If it's your curiosity you wish to satisfy, you may be intrigued by the tools available online. Bauer calls Trulia "very content-rich, with an abundant amount of tools, reports, and recent sales to allow you to conduct research." Buyers can begin their research online with Trulia's consumer version of the Multiple Listing Service (MLS), providing detailed information on homes for sale, including prior sale history, comps and assessment records. Recognizing the importance of local insight, Trulia offers links to local brokers and agents, information on neighborhood schools and even a tool that will send you an email when a particular home's sales price is reduced.
If knowledge is power, we consumers should be very careful with the perceived power inherent in this brand of knowledge.
Collom cautions buyers from using an online price as a bargaining chip in the negotiation process, noting that buyers who offer an extremely low bid may not get a response from the seller.
Although local news reports indicate that the real estate market is "down," Collom says established neighborhoods have not felt the same kind of dip. He urges consumers to look for information that pertains to their own neighborhoods, noting the disparity among homes available in Rio Linda and Arden Park-two vastly different areas-but both part of Sacramento County statistics.
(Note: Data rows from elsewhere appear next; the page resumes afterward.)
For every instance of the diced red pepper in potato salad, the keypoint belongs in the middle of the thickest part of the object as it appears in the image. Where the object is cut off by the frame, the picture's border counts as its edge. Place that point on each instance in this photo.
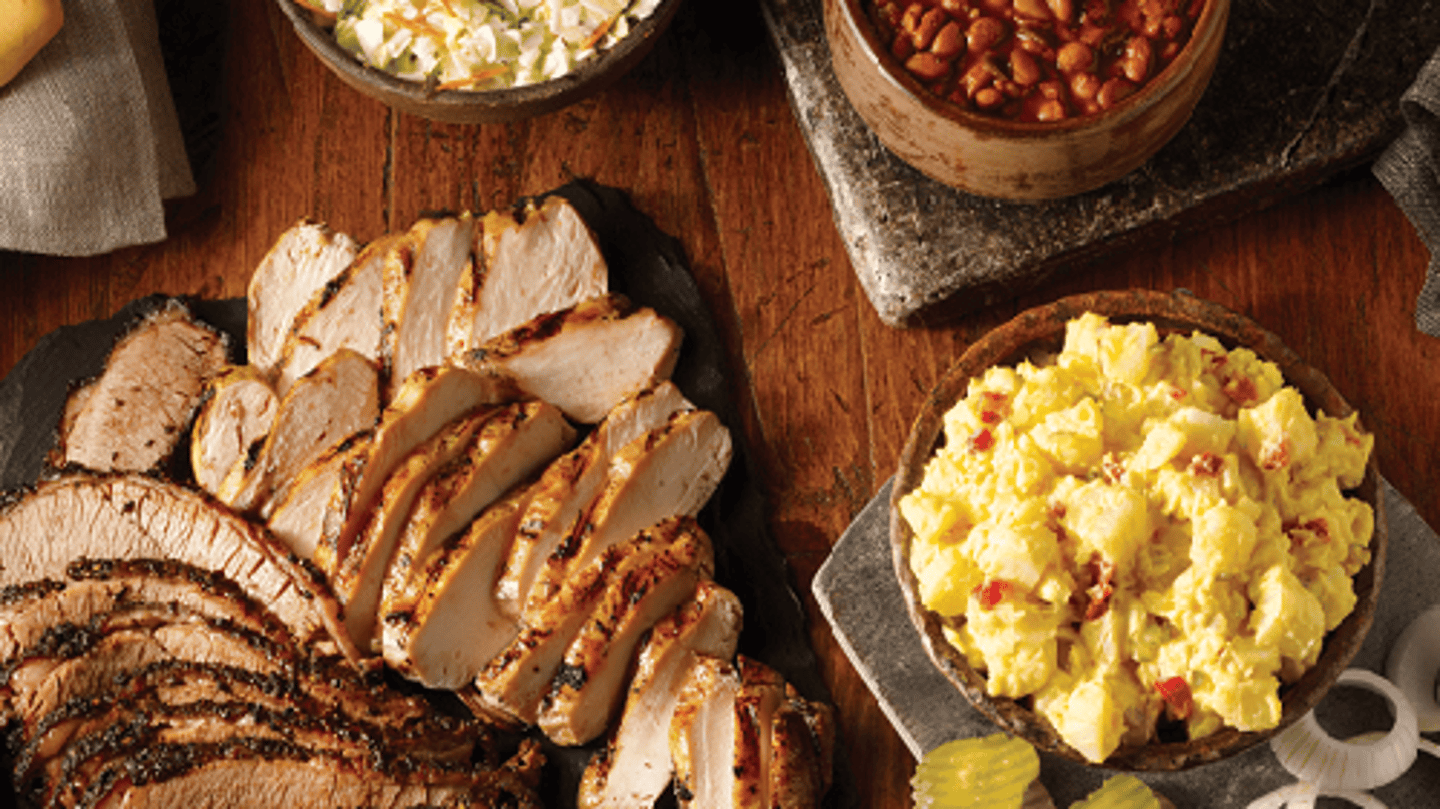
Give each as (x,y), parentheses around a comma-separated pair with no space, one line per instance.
(1188,472)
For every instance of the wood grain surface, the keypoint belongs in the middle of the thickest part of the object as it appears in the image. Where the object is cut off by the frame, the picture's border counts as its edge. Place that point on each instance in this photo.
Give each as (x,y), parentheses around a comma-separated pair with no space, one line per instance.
(703,138)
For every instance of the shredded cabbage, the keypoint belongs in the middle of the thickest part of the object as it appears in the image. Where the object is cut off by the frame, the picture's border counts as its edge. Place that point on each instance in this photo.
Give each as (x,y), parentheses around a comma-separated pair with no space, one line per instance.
(480,45)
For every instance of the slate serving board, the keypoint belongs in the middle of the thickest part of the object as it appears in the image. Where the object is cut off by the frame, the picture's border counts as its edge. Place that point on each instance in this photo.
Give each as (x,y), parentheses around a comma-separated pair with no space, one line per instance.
(860,596)
(647,265)
(1302,91)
"The amount of foreclosures in Sacramento County is not really relevant to established areas," he says. "Sales here are still up, we still have multiple offers on homes, and we still sell homes for more than $2 million in these neighborhoods." Pate agrees with the healthy local market outlook, "Recently, sales have picked up and new listings are coming on the market weekly."
Collom, Pate and Bauer agree that the curious consumer will find a lot of value in online services. When it comes to negotiation, buying or selling, however, each recommends without a doubt that the local expert will always offer the most accurate information.